Aneurin riait aux éclats. À son tour il saisit Azilis par la tunique.
— Non, ne la lui donne pas, Kian ! Cours ! Mais cours donc !
Il y eut un instant de flottement, deux ou trois battements de cœur. Le temps qu’Azilis arrive jusqu’à Kian, toujours immobile, toujours hésitant au seuil d’une expérience inconnue.
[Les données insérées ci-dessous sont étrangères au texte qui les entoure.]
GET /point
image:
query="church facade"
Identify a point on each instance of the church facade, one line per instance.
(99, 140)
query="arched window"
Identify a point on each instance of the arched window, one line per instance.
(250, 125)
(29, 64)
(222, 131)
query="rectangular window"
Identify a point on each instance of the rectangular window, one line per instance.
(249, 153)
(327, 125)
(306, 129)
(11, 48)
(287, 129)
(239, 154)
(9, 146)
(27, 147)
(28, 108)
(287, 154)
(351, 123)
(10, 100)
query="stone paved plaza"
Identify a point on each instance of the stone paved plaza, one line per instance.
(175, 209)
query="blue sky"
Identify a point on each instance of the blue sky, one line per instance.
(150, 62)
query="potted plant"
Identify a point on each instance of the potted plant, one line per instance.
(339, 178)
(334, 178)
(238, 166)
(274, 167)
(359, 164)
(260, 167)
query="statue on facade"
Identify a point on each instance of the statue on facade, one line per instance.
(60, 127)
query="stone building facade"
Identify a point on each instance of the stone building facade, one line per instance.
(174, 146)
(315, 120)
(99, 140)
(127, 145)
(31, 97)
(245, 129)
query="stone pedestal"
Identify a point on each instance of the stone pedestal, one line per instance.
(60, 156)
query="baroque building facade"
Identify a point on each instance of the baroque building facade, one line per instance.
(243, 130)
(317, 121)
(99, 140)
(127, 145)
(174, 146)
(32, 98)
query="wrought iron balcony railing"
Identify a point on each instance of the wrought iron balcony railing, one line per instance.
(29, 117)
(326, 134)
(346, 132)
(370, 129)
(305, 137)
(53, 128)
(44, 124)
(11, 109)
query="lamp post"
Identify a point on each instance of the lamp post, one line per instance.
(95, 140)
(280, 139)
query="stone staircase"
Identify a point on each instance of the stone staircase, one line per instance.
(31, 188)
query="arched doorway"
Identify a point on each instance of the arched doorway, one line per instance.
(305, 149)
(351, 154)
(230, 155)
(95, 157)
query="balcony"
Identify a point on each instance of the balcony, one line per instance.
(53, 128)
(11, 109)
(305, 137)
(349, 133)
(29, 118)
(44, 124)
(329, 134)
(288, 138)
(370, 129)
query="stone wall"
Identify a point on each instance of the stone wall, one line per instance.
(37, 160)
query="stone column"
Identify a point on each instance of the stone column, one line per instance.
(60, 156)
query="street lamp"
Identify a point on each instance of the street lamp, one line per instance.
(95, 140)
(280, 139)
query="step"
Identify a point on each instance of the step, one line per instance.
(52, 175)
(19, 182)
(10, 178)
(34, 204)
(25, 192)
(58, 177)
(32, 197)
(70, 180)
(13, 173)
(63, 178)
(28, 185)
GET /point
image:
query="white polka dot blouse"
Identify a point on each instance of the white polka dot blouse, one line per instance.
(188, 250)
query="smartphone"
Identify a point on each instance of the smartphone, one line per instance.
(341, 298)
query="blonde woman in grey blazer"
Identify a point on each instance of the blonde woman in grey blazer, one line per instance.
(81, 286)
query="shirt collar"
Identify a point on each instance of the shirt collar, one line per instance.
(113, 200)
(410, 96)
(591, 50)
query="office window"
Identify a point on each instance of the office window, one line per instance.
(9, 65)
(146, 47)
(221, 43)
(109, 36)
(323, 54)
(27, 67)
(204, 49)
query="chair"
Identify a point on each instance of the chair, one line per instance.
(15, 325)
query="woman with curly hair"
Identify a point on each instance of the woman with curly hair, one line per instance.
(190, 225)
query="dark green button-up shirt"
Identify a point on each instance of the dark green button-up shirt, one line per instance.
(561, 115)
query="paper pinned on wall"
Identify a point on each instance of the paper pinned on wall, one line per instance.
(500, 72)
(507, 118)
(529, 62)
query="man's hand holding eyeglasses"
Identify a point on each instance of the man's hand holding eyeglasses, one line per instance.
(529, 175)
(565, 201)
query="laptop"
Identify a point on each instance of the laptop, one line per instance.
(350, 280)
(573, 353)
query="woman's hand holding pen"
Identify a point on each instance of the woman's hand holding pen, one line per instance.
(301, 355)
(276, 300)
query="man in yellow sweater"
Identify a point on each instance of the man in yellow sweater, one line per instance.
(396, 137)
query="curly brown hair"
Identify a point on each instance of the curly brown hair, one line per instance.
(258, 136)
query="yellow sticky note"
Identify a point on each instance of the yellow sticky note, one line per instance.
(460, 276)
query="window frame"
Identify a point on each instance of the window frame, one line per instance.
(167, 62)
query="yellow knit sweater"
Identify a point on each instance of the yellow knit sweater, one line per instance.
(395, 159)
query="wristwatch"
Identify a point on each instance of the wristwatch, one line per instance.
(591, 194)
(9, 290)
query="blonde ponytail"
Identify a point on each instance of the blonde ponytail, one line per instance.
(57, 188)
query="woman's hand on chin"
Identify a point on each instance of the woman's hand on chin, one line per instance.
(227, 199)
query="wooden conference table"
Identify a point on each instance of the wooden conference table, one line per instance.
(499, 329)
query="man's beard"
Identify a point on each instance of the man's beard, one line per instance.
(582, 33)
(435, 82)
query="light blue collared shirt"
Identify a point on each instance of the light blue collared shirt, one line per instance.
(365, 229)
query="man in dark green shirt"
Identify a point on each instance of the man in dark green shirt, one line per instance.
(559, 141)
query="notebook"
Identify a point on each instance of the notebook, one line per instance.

Elle tendait déjà la main vers la sandale.
Aneurin cria :
— Sauve-toi, Kian !
Une lueur s’alluma dans l’œil de l’esclave, un sourire étira enfin ses lèvres. Il recula d’un bond à l’arrivée d’Azilis et s’enfuit. Le ciel ne lui avait jamais paru aussi bleu.
* * *
Azilis s’affala dans l’herbe en grognant.
— Vous m’avez fait courir comme un lièvre ! J’ai faim. Il reste à manger ?
Kian s’allongea près d’elle, examina le contenu du sac :
— Jambon, noix… Presque rien.
— Nous serons à Condate bien avant la nuit, déclara Aneurin. Nous y achèterons des vivres.
Ils partagèrent le peu de nourriture puis demeurèrent étendus au soleil, bercés par le murmure de l’eau et les bourdonnements d’insectes. Un merle variait ses trilles depuis la branche d’un aulne. Azilis ferma les paupières, la joue posée contre le flanc tiède de son chien. Depuis combien d’années ne s’était-elle pas sentie heureuse à ce point ?
— Je suppose qu’une sieste est hors de question, murmura-t-elle.
— Tout à fait hors de question, répondit Aneurin en étouffant un bâillement.
Il resta longtemps silencieux et elle pensa, dans un demi-sommeil, qu’il s’était endormi. Elle entrouvrit les paupières. Allongé à sa gauche, Kian regardait le ciel, la tête sur ses bras repliés. À sa droite, agenouillé près d’elle, Aneurin l’observait, une expression soucieuse sur le visage. Dès qu’il la vit ouvrir les yeux, l’expression s’effaça.
— Allez, petite cousine paresseuse, debout !
Il arracha une marguerite et lui chatouilla la joue avec la fleur. Elle roula sur le côté en riant. Ormé s’assit avec un grognement.
— Sage, Ormé ! Tu vois bien que nous jouons !
— Ce n’est pas ce qui l’inquiète, marmonna Aneurin.
Il se leva d’un bond, aussitôt imité de Kian. « Inutile de s’alarmer, se dit-elle très vite, entendant un galop lointain. Des voyageurs pressés, sûrement. »
Elle se redressa sur les coudes, le cœur battant.
Aneurin courut aux chevaux et sortit Kaledvour de son fourreau. Kian tira son épée et saisit le bouclier accroché à la selle d’Orion. Azilis tendit l’oreille : il y avait plusieurs montures.